Impact of preexisting nucleos(t)ide reverse transcriptase inhibitor resistance on the effectiveness of bictegravir/emtricitabine/tenofovir alafenamide in treatment experience patients

INTRODUCTION: Few clinical trials and cohort studies have evaluated the efficacy of bictegravir/emtricitabine/tenofovir alafenamide (B/F/TAF) in people with HIV (PWH) with preexisting M184V/I or other nucleos(t)ide reverse transcriptase inhibitor (NRTI) resistance-associated mutations (RAMs). Real-world data are also scarce.
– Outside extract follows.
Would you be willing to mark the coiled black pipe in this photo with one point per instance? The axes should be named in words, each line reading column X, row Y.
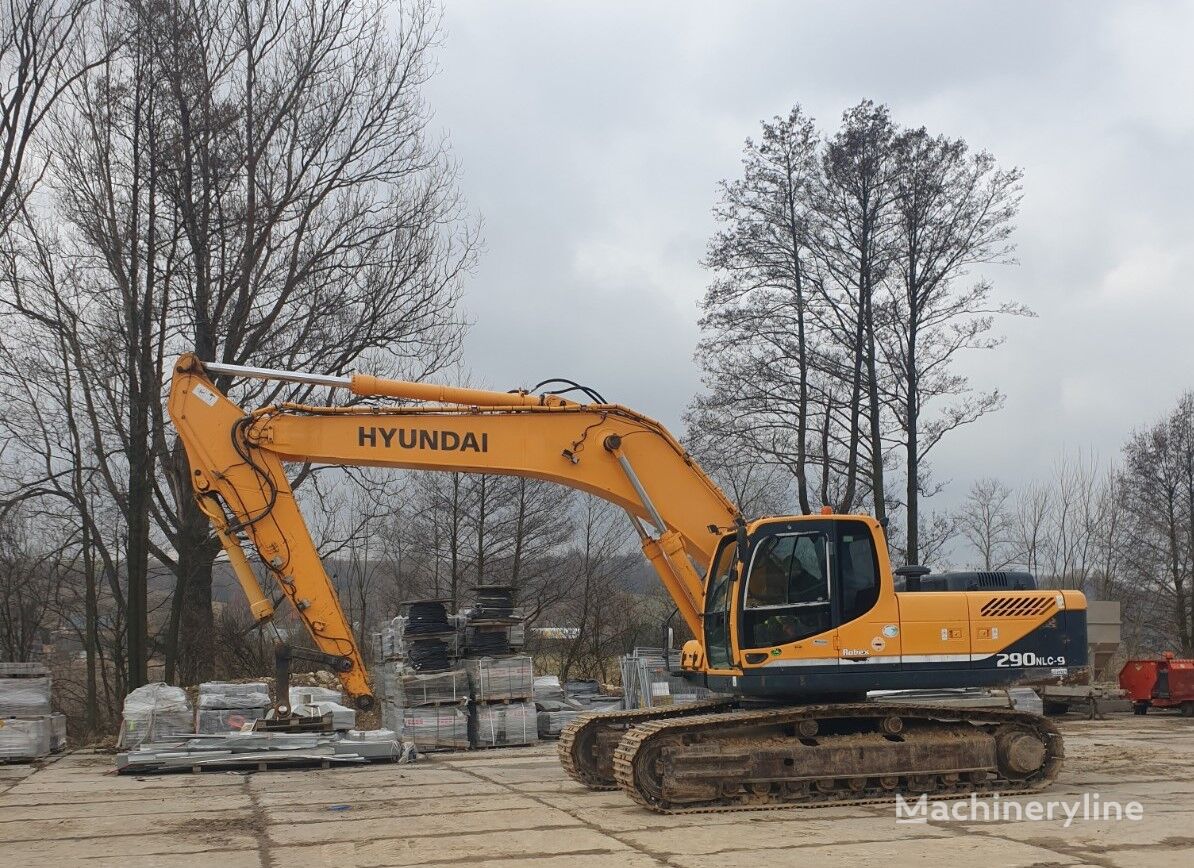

METHODS: Retrospective review of treatment-experienced patients who started B/F/TAF in a cohort of PWH. HIV-RNA less than 50 copies/ml was analyzed at 48 weeks in an intention-to-treat (ITT) analysis (missing=failure) and per protocol analysis (patients with missing data or changes for reasons other than virological failure were excluded). Results were compared in patients with and without previous NRTI-RAMs. RESULTS: Five hundred and six PWH were included (16.2% women). Median age and time with HIV infection were 52.3 and 18.9 years, respectively. At baseline, viral load was less than 50 copies/ml in 440 patients (86.6%). Overall, 69 (13.6%) participants had documented preexisting NRTI-RAMs: 57 (11.2%) M184V/I and 30 (5.9%) tenofovir RAMs. In the ITT analysis, 83% (420/506) had HIV-RNA less than 50 copies/ml [82.2% (359/437) and 88.4% (61/69) in persons without and with NRTI-RAMs, respectively (P = 0.2)]. In the per protocol analysis 94.2% (420/445) had HIV-RNA less than 50 copies/ml [94.4% (359/380) vs. 93.8% (61/65); P = 0.2]. A total of 61 participants were excluded from the per protocol analysis (23 missing data, 19 discontinued B/F/TAF because of toxicity, 13 for other reasons, and 6 died). CONCLUSION: Switching to B/F/TAF is well tolerated and effective in the real-world setting, even in patients with preexisting NRTI RAMs, such as M184V and RAMs conferring resistance to tenofovir. These results confirm the robustness of this combination.